Subsection 4.2.3 Solving the normal equations
¶Let us review a method you have likely seen before for solving the LLS problem when matrix \(A \) has linearly independent columns. We already used these results in Subsection 2.1.1
We wish to solve \(A^H A \hat x = A^H b \text{,}\) where \(A \) has linearly independent columns. If we form \(B = A^H A \) and \(y = A^H b \text{,}\) we can instead solve \(B \hat x = y \text{.}\) Some observations:
Since \(A \) has linearly independent columns, \(B\) is nonsingular. Hence, \(\hat x \) is unique.
\(B \) is Hermitian since \(B^H = (A^H A )^H = A^H (A^H)^H = A^H A = B \text{.}\)
-
\(B \) is Hermitian Positive Definite (HPD): \(x \neq 0 \) implies that \(x^H B x \gt 0 \text{.}\) This follows from the fact that
\begin{equation*} x^H B x = x^H A^H A x = ( A x )^H ( A x ) = \| A x \|_2^2. \end{equation*}Since \(A \) has linearly independent columns, \(x \neq 0 \) implies that \(A x \neq 0\) and hence \(\| A x \|_2^2 \gt 0 \text{.}\)

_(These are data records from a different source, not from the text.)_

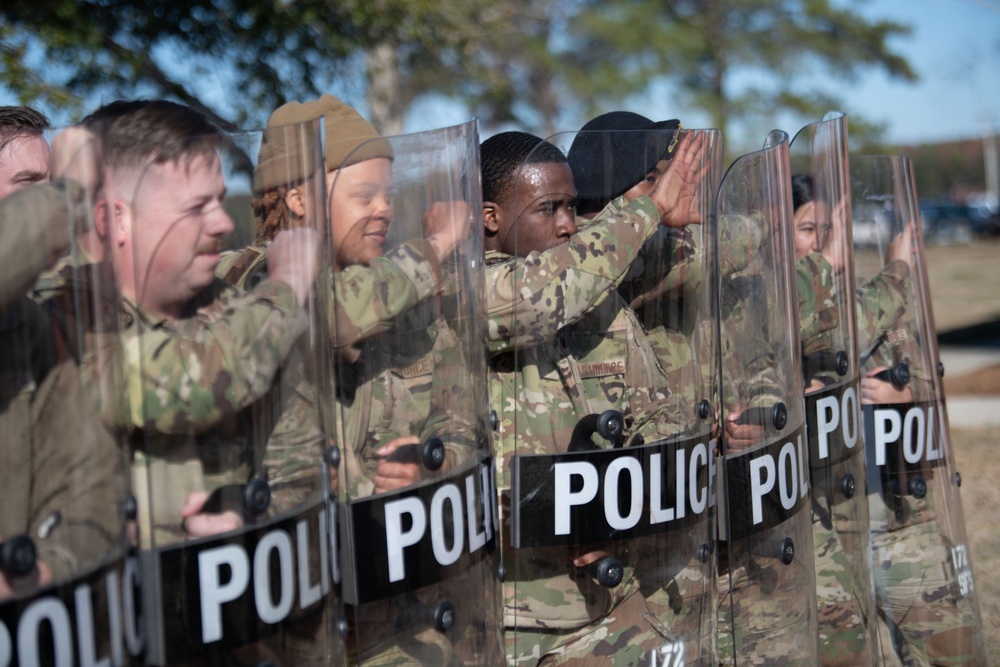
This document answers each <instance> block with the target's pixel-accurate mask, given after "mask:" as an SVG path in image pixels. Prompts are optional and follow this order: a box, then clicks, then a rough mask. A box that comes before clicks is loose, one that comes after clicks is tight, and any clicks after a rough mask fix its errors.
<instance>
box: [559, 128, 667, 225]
mask: <svg viewBox="0 0 1000 667" xmlns="http://www.w3.org/2000/svg"><path fill="white" fill-rule="evenodd" d="M680 126H681V124H680V121H678V120H663V121H659V122H655V123H654V122H653V121H651V120H649V119H648V118H646V117H645V116H640V115H639V114H637V113H632V112H630V111H612V112H611V113H606V114H603V115H601V116H598V117H597V118H594V119H593V120H591V121H590V122H588V123H587V124H586V125H584V126H583V127H582V128H580V131H579V132H578V133H577V135H576V138H575V139H573V145H572V146H570V149H569V153H568V155H567V158H568V159H569V167H570V169H571V170H572V171H573V182H574V183H575V185H576V191H577V199H578V205H577V207H578V208H579V210H581V211H583V212H591V211H595V212H596V211H598V210H600V209H602V208H604V206H605V205H606V204H607V203H608V202H609V201H611V200H612V199H614V198H615V197H618V196H619V195H622V194H624V193H625V192H627V191H628V190H629V188H631V187H632V186H634V185H635V184H637V183H638V182H639V181H641V180H642V179H643V178H644V177H645V176H646V174H648V173H649V172H650V170H652V169H653V167H655V166H656V163H657V162H659V161H660V160H662V159H670V157H671V155H672V152H673V150H674V148H675V147H676V135H677V130H678V129H680ZM643 130H657V131H655V132H644V131H643ZM664 130H668V131H666V132H664Z"/></svg>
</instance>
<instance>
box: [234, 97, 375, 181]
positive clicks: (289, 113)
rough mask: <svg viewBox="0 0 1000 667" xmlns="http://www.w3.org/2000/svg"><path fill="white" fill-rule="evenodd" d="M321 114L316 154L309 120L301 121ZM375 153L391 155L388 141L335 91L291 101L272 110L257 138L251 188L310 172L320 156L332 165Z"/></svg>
mask: <svg viewBox="0 0 1000 667" xmlns="http://www.w3.org/2000/svg"><path fill="white" fill-rule="evenodd" d="M320 117H322V118H323V126H324V129H325V133H326V140H325V143H324V146H323V149H324V150H323V153H324V155H323V156H322V158H321V156H319V155H314V154H313V153H314V152H315V151H313V150H312V147H313V146H314V143H313V142H314V141H315V136H314V135H313V134H312V128H311V126H309V125H308V124H307V125H301V123H307V121H310V120H316V119H317V118H320ZM377 157H384V158H389V159H390V160H391V159H392V157H393V153H392V146H391V145H390V144H389V142H388V141H386V140H385V139H383V138H382V135H380V134H379V133H378V131H377V130H376V129H375V128H374V127H372V125H371V123H369V122H368V121H366V120H365V119H364V118H362V116H361V114H359V113H358V112H357V111H356V110H355V109H354V108H353V107H350V106H348V105H346V104H344V103H343V102H342V101H340V100H339V99H338V98H336V97H334V96H333V95H323V96H322V97H320V98H319V99H318V100H312V101H310V102H289V103H288V104H284V105H282V106H280V107H278V108H277V109H275V111H274V113H272V114H271V117H270V118H268V119H267V129H266V130H264V139H263V141H262V142H261V146H260V153H259V155H258V162H257V168H256V169H254V174H253V183H254V190H257V191H262V190H266V189H267V188H273V187H277V186H279V185H287V184H290V183H295V182H297V181H300V180H302V179H304V178H306V177H307V176H309V175H310V174H312V173H313V172H314V171H315V170H316V167H317V166H318V164H319V160H320V159H325V161H326V170H327V171H333V170H334V169H340V168H341V167H347V166H350V165H352V164H357V163H358V162H364V161H365V160H371V159H373V158H377Z"/></svg>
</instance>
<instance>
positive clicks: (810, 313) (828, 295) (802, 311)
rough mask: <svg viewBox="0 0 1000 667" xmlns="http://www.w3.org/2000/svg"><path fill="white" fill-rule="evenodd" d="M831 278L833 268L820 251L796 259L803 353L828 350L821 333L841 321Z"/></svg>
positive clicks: (795, 283)
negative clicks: (834, 293) (804, 256)
mask: <svg viewBox="0 0 1000 667" xmlns="http://www.w3.org/2000/svg"><path fill="white" fill-rule="evenodd" d="M833 278H834V275H833V267H832V266H830V262H828V261H827V260H826V258H825V257H823V255H821V254H819V253H812V254H810V255H806V256H805V257H803V258H802V259H800V260H798V261H797V262H795V284H796V289H797V291H798V295H799V333H800V335H801V342H802V355H803V356H806V355H809V354H812V353H814V352H817V351H820V350H824V349H830V341H829V340H828V339H827V338H826V337H825V336H823V334H824V333H825V332H827V331H830V330H831V329H834V328H836V327H837V326H838V325H839V324H840V309H839V308H838V307H837V303H836V301H835V300H834V298H833V289H834V281H833Z"/></svg>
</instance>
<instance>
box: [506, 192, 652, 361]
mask: <svg viewBox="0 0 1000 667" xmlns="http://www.w3.org/2000/svg"><path fill="white" fill-rule="evenodd" d="M659 220H660V216H659V212H658V211H657V209H656V205H655V204H654V203H653V201H652V200H651V199H649V198H647V197H639V198H638V199H636V200H635V201H633V202H632V203H631V204H629V206H628V207H626V208H625V209H624V210H623V211H622V212H621V213H619V214H616V215H613V216H611V217H609V218H606V219H602V220H598V221H596V222H595V223H594V224H592V225H590V226H589V227H587V228H586V229H584V230H582V231H578V232H577V233H576V234H574V235H573V237H572V238H571V239H570V240H569V242H568V243H564V244H562V245H560V246H557V247H555V248H552V249H550V250H547V251H545V252H532V253H530V254H529V255H528V256H527V257H525V258H524V259H513V258H511V259H507V260H506V261H502V262H495V261H493V259H492V258H488V260H487V270H486V306H487V313H488V316H489V323H488V331H489V341H490V352H491V353H493V354H497V353H500V352H504V351H507V350H510V349H512V348H514V347H515V346H534V345H539V344H541V343H544V342H546V341H551V340H552V339H553V338H554V337H555V335H556V333H557V332H558V331H559V330H560V329H561V328H563V327H565V326H567V325H569V324H572V323H573V322H576V321H577V320H579V319H580V318H581V317H583V316H584V315H586V314H587V313H588V312H590V311H591V310H592V309H593V308H594V307H595V306H596V305H598V304H600V303H601V302H602V301H603V300H604V299H605V298H606V297H607V295H608V294H610V293H611V292H612V291H613V290H615V289H616V288H617V287H618V285H619V284H620V283H621V281H622V279H623V278H624V276H625V273H626V272H627V271H628V268H629V266H630V265H631V264H632V262H633V261H634V260H635V258H636V256H637V255H638V253H639V250H640V249H641V248H642V246H643V244H644V243H645V242H646V240H647V239H649V237H650V236H652V235H653V233H654V232H656V230H657V229H658V228H659Z"/></svg>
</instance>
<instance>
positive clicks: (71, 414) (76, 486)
mask: <svg viewBox="0 0 1000 667" xmlns="http://www.w3.org/2000/svg"><path fill="white" fill-rule="evenodd" d="M83 394H84V388H83V386H82V385H81V377H80V374H79V369H78V368H77V366H76V365H75V364H73V363H63V364H60V365H59V366H58V367H56V368H55V369H54V370H53V371H52V372H51V373H50V374H49V376H48V377H46V379H45V381H44V382H43V383H42V385H41V386H40V387H39V389H38V392H37V394H36V395H35V398H34V402H33V405H32V408H31V410H32V421H33V422H35V423H37V424H38V426H40V428H38V429H36V432H35V433H34V434H33V436H34V437H33V438H32V443H31V447H30V448H28V449H31V454H30V460H31V461H32V475H31V478H30V488H31V492H32V497H33V499H34V501H35V503H37V507H36V509H37V510H38V511H37V513H36V514H35V516H33V517H32V522H31V535H32V537H36V536H39V537H40V536H42V535H44V536H45V537H44V538H41V539H37V542H36V544H37V546H38V552H39V558H41V559H42V560H44V561H45V562H46V563H47V564H48V565H49V567H50V568H51V569H52V573H53V576H54V578H55V579H56V580H60V579H63V578H64V577H67V576H70V575H73V574H75V573H77V572H79V571H80V570H82V569H85V568H89V567H93V565H94V564H95V563H99V562H101V561H102V560H104V559H106V558H107V557H108V555H109V554H110V553H111V551H112V550H113V549H114V548H116V547H118V546H119V542H118V539H117V538H118V536H119V534H120V533H119V531H120V530H121V526H120V521H121V520H122V517H121V515H120V514H119V513H118V512H116V511H115V510H114V508H115V507H116V506H117V503H119V502H120V499H121V498H122V497H123V495H124V493H123V490H124V489H123V487H124V483H123V479H124V476H125V472H124V469H123V466H122V459H121V458H120V452H119V448H118V446H117V444H116V442H115V441H114V440H113V439H112V437H111V436H110V435H109V433H108V432H107V431H106V430H105V429H104V427H103V426H102V425H101V424H100V423H99V422H98V420H97V419H96V418H95V417H94V415H93V413H87V412H86V409H87V407H89V406H88V404H87V401H85V400H83V398H82V396H83ZM69 442H72V443H73V446H72V447H67V446H66V445H67V443H69ZM35 503H33V505H34V504H35ZM52 517H58V518H59V520H58V522H57V523H56V526H55V529H54V530H52V531H51V532H49V533H47V534H46V533H45V532H44V531H43V530H42V528H41V525H42V524H43V523H45V522H46V519H47V518H48V519H49V520H51V518H52Z"/></svg>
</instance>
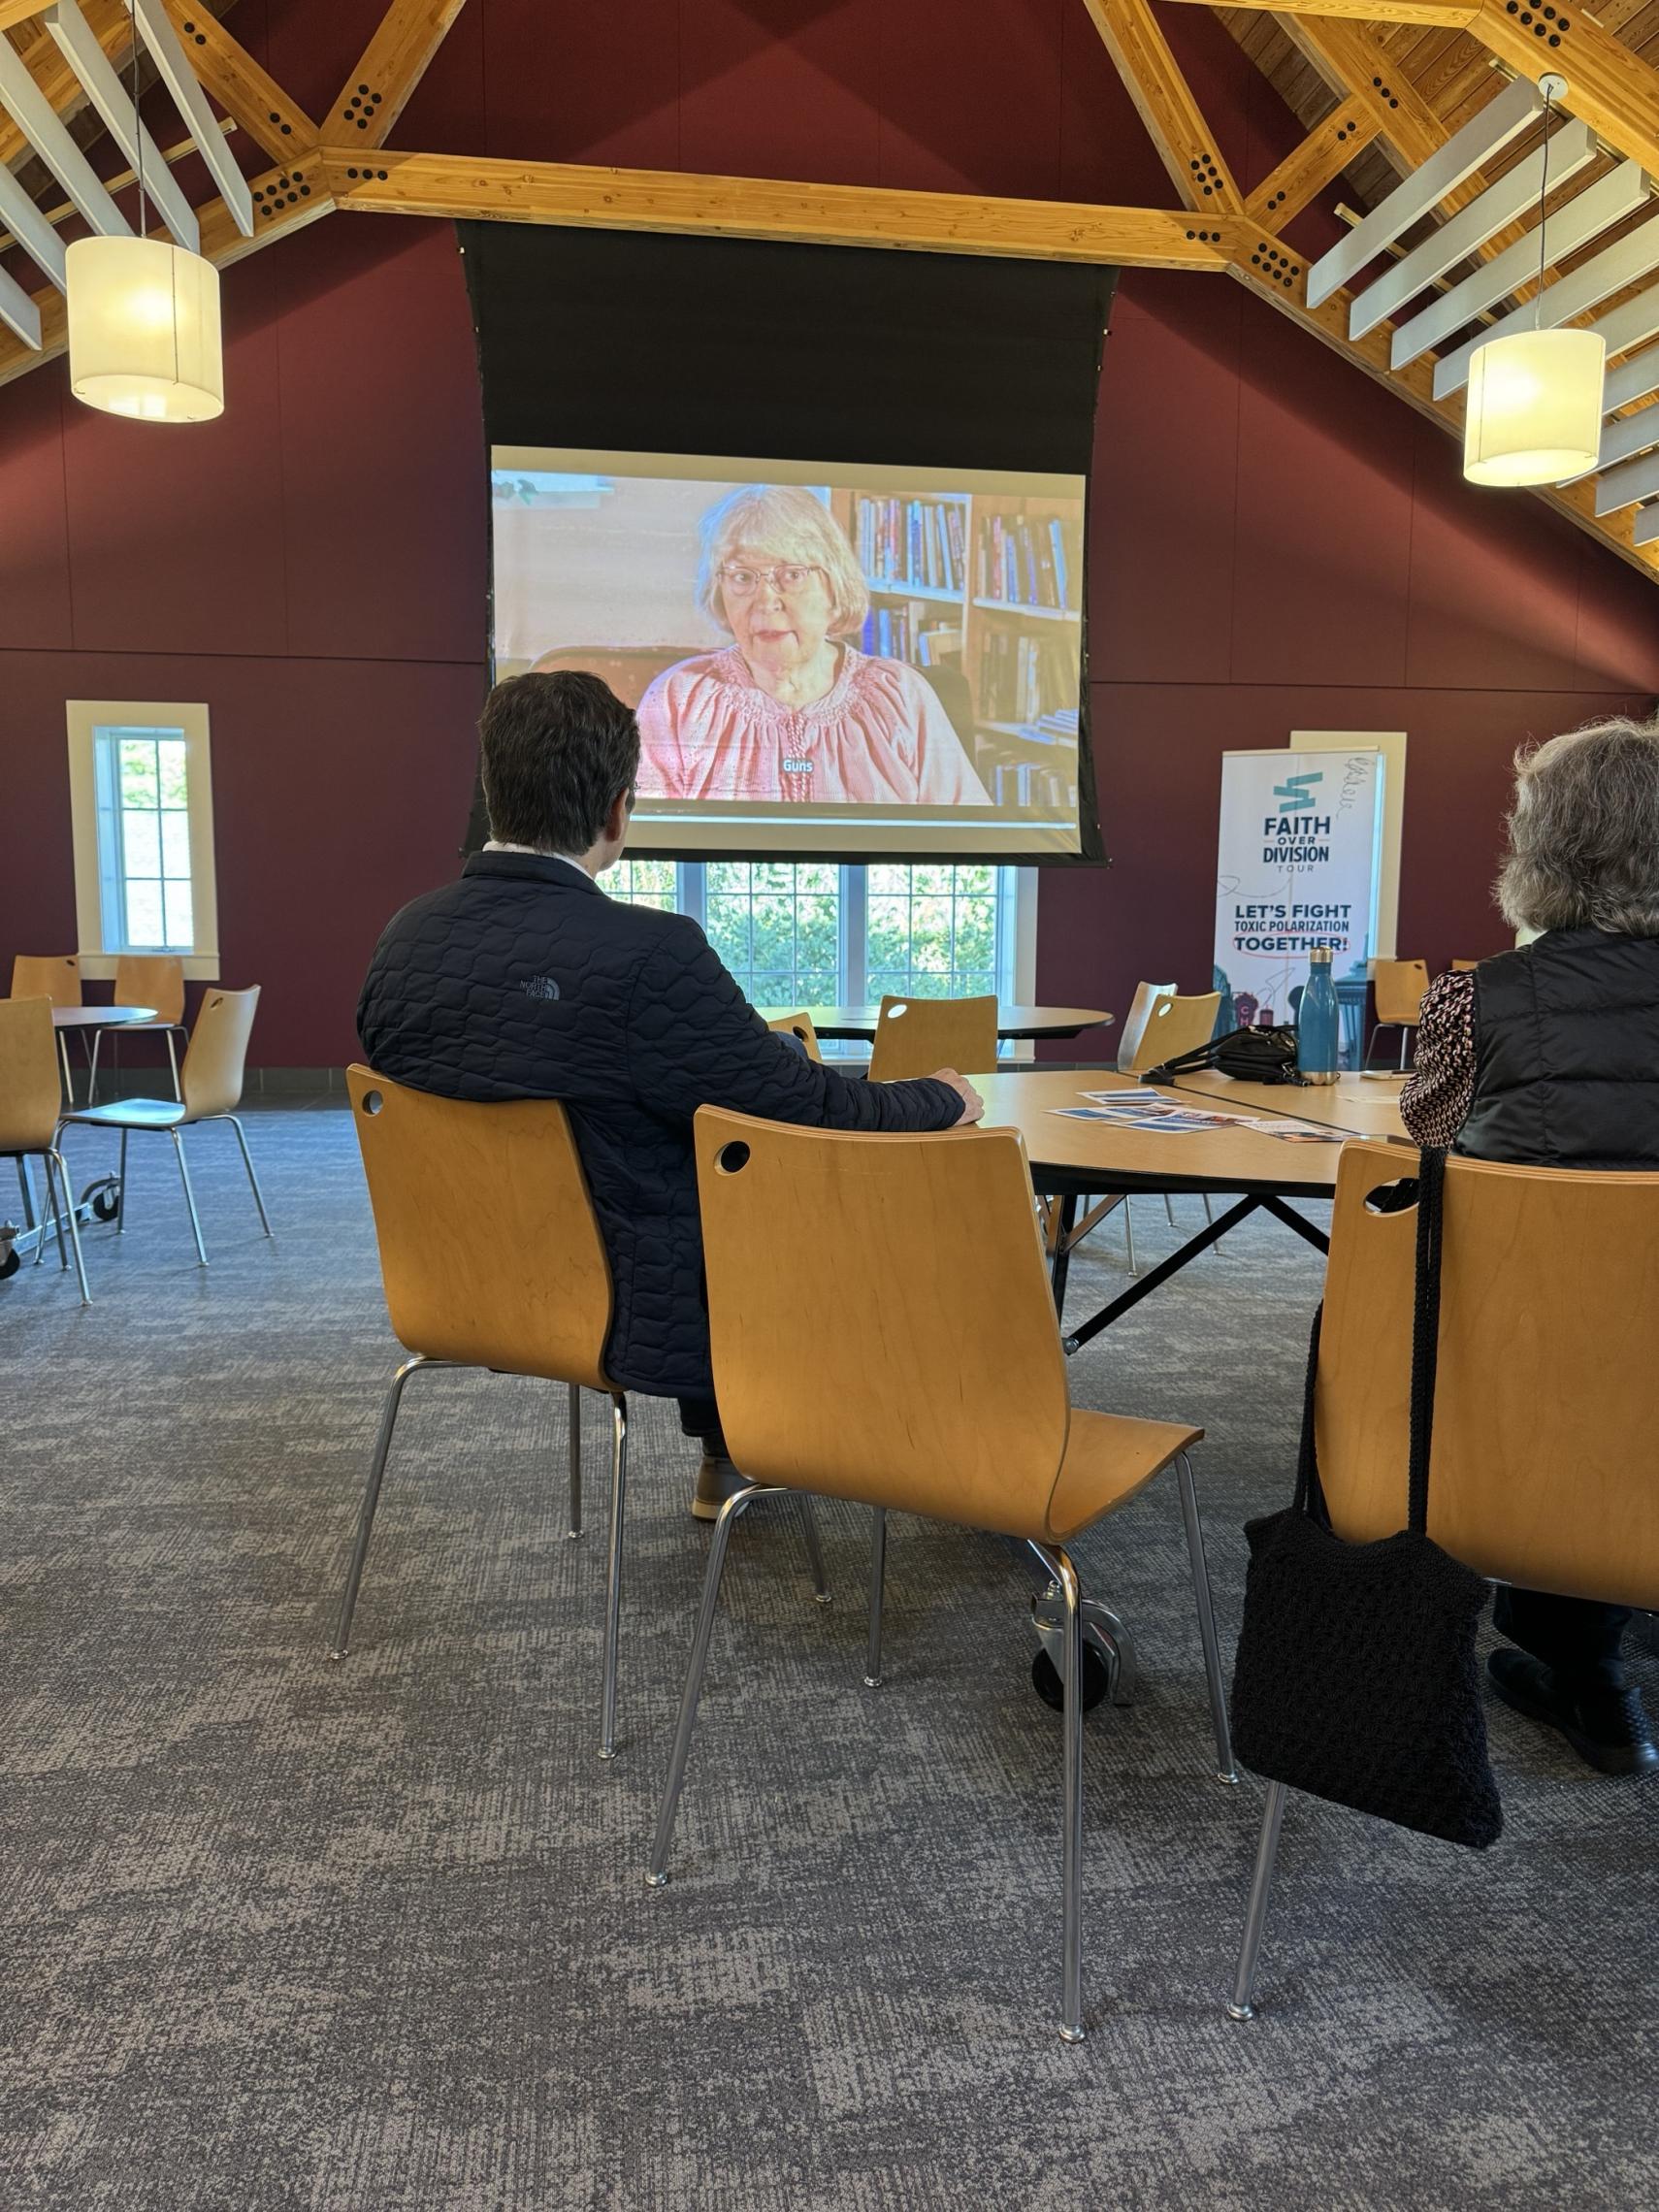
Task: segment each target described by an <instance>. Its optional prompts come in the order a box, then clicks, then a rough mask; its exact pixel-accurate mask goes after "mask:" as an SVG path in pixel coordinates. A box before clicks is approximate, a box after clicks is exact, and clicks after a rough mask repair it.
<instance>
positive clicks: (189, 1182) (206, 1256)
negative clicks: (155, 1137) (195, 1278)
mask: <svg viewBox="0 0 1659 2212" xmlns="http://www.w3.org/2000/svg"><path fill="white" fill-rule="evenodd" d="M168 1137H173V1150H175V1152H177V1157H179V1177H181V1179H184V1203H186V1206H188V1208H190V1228H192V1230H195V1239H197V1261H199V1263H201V1265H204V1267H206V1265H208V1248H206V1245H204V1243H201V1221H197V1194H195V1190H190V1168H188V1166H186V1161H184V1137H181V1135H179V1133H177V1128H170V1130H168Z"/></svg>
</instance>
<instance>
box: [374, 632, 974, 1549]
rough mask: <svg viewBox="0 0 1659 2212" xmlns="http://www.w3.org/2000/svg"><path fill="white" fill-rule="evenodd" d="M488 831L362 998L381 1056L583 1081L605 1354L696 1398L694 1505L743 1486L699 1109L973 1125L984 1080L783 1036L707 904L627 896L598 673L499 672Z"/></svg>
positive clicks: (374, 951)
mask: <svg viewBox="0 0 1659 2212" xmlns="http://www.w3.org/2000/svg"><path fill="white" fill-rule="evenodd" d="M480 739H482V781H484V801H487V805H489V827H491V838H489V845H484V849H482V852H480V854H473V858H469V860H467V865H465V867H462V872H460V880H458V883H449V885H445V887H442V889H438V891H427V896H425V898H416V900H414V902H411V905H407V907H405V909H403V914H396V916H394V918H392V922H387V929H385V933H383V938H380V942H378V945H376V949H374V960H372V962H369V973H367V980H365V984H363V998H361V1004H358V1035H361V1040H363V1051H365V1055H367V1060H369V1062H372V1066H376V1068H378V1071H380V1073H383V1075H389V1077H392V1079H394V1082H400V1084H409V1086H411V1088H416V1091H436V1093H438V1095H440V1097H456V1099H524V1097H542V1099H562V1102H564V1106H566V1108H568V1113H571V1126H573V1130H575V1144H577V1152H580V1155H582V1166H584V1168H586V1177H588V1188H591V1192H593V1206H595V1212H597V1217H599V1230H602V1234H604V1243H606V1252H608V1254H611V1276H613V1285H615V1318H613V1325H611V1343H608V1349H606V1371H608V1374H611V1376H613V1378H615V1380H617V1385H622V1387H626V1389H637V1391H648V1394H655V1396H664V1398H679V1413H681V1427H684V1429H686V1433H688V1436H695V1438H701V1442H703V1464H701V1469H699V1475H697V1491H695V1500H692V1513H697V1515H699V1517H701V1520H712V1517H714V1515H717V1513H719V1506H721V1500H723V1498H726V1495H728V1493H730V1489H732V1486H734V1484H737V1482H739V1478H737V1475H734V1471H732V1464H730V1460H728V1458H726V1442H723V1438H721V1433H719V1413H717V1409H714V1396H712V1391H714V1385H712V1376H710V1365H708V1314H706V1307H703V1254H701V1225H699V1217H697V1161H695V1152H692V1115H695V1113H697V1108H699V1106H730V1108H734V1110H737V1113H752V1115H765V1117H768V1119H772V1121H799V1124H805V1126H807V1128H889V1130H918V1128H953V1126H956V1124H958V1121H978V1117H980V1113H982V1110H984V1108H982V1102H980V1095H978V1093H975V1091H973V1086H971V1084H969V1082H964V1079H962V1077H960V1075H958V1073H956V1071H953V1068H942V1071H940V1073H938V1075H927V1077H922V1079H918V1082H907V1084H867V1082H858V1079H852V1077H847V1075H838V1073H836V1071H834V1068H825V1066H821V1064H818V1062H814V1060H807V1057H805V1055H803V1053H801V1051H799V1048H796V1046H794V1042H792V1040H790V1042H785V1040H783V1037H779V1035H774V1033H772V1031H770V1029H768V1026H765V1022H763V1020H761V1018H759V1013H757V1011H754V1009H752V1006H750V1004H748V1000H745V998H743V993H741V991H739V987H737V984H734V982H732V978H730V975H728V973H726V969H723V967H721V962H719V956H717V953H714V951H712V947H710V945H708V940H706V938H703V931H701V929H699V927H697V922H692V920H688V918H686V916H681V914H659V911H655V909H653V907H633V905H624V902H622V900H613V898H606V894H604V891H602V889H599V885H597V880H595V878H597V876H599V874H604V869H606V867H615V863H617V860H619V858H622V847H624V841H626V836H628V814H630V810H633V787H635V772H637V768H639V730H637V726H635V717H633V710H630V708H626V706H624V703H622V701H619V699H617V697H615V692H613V690H611V688H608V686H606V684H602V681H599V677H591V675H577V672H571V670H562V672H555V675H524V677H509V681H507V684H498V686H495V690H493V692H491V695H489V701H487V706H484V717H482V723H480Z"/></svg>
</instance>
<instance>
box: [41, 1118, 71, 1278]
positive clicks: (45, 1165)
mask: <svg viewBox="0 0 1659 2212" xmlns="http://www.w3.org/2000/svg"><path fill="white" fill-rule="evenodd" d="M62 1157H64V1155H62V1152H58V1150H55V1148H53V1150H51V1152H42V1155H40V1172H42V1179H44V1183H46V1199H44V1210H42V1214H40V1243H38V1245H35V1267H38V1265H40V1263H42V1259H44V1256H46V1230H58V1265H60V1267H62V1270H64V1274H69V1245H66V1243H64V1201H66V1199H69V1175H64V1186H62V1192H60V1190H58V1181H55V1179H53V1161H55V1159H62Z"/></svg>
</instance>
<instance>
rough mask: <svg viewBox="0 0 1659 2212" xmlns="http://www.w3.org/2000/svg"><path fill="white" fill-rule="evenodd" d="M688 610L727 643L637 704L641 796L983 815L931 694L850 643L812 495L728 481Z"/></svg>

In Section 5.4, you will find out that since \(B \) is HPD, there exists a lower triangular matrix \(L \) such that \(B = L L^H \text{.}\) This is known as the Cholesky factorization of \(B \text{.}\) The steps for solving the normal equations then become
-
Compute \(B = A^H A \text{.}\)
Notice that since \(B \) is Hermitian symmetric, only the lower or upper triangular part needs to be computed. This is known as a Hermitian rank-k update (where in this case \(k = n \)). The cost is, approximately, \(m n^2 \) flops. (See Subsection C.1.)
-
Compute \(y = A^H b \text{.}\)
The cost of this matrix-vector multiplication is, approximately, \(2 m n \) flops. (See Subsection C.1.)
-
Compute the Cholesky factorization \(B \rightarrow L L^H \text{.}\)
Later we will see that this costs, approximately, \(\frac{1}{3} n^3 \) flops. (See Subsection 5.4.3.)
-
Solve
\begin{equation*} L z = y \end{equation*}(solve with a lower triangular matrix) followed by
\begin{equation*} L^H \hat x = z \end{equation*}(solve with an upper triangular matrix).
Together, these triangular solves cost, approximately, \(2 n^2 \) flops. (See Subsection C.1.)
We will revisit this in Section 5.4.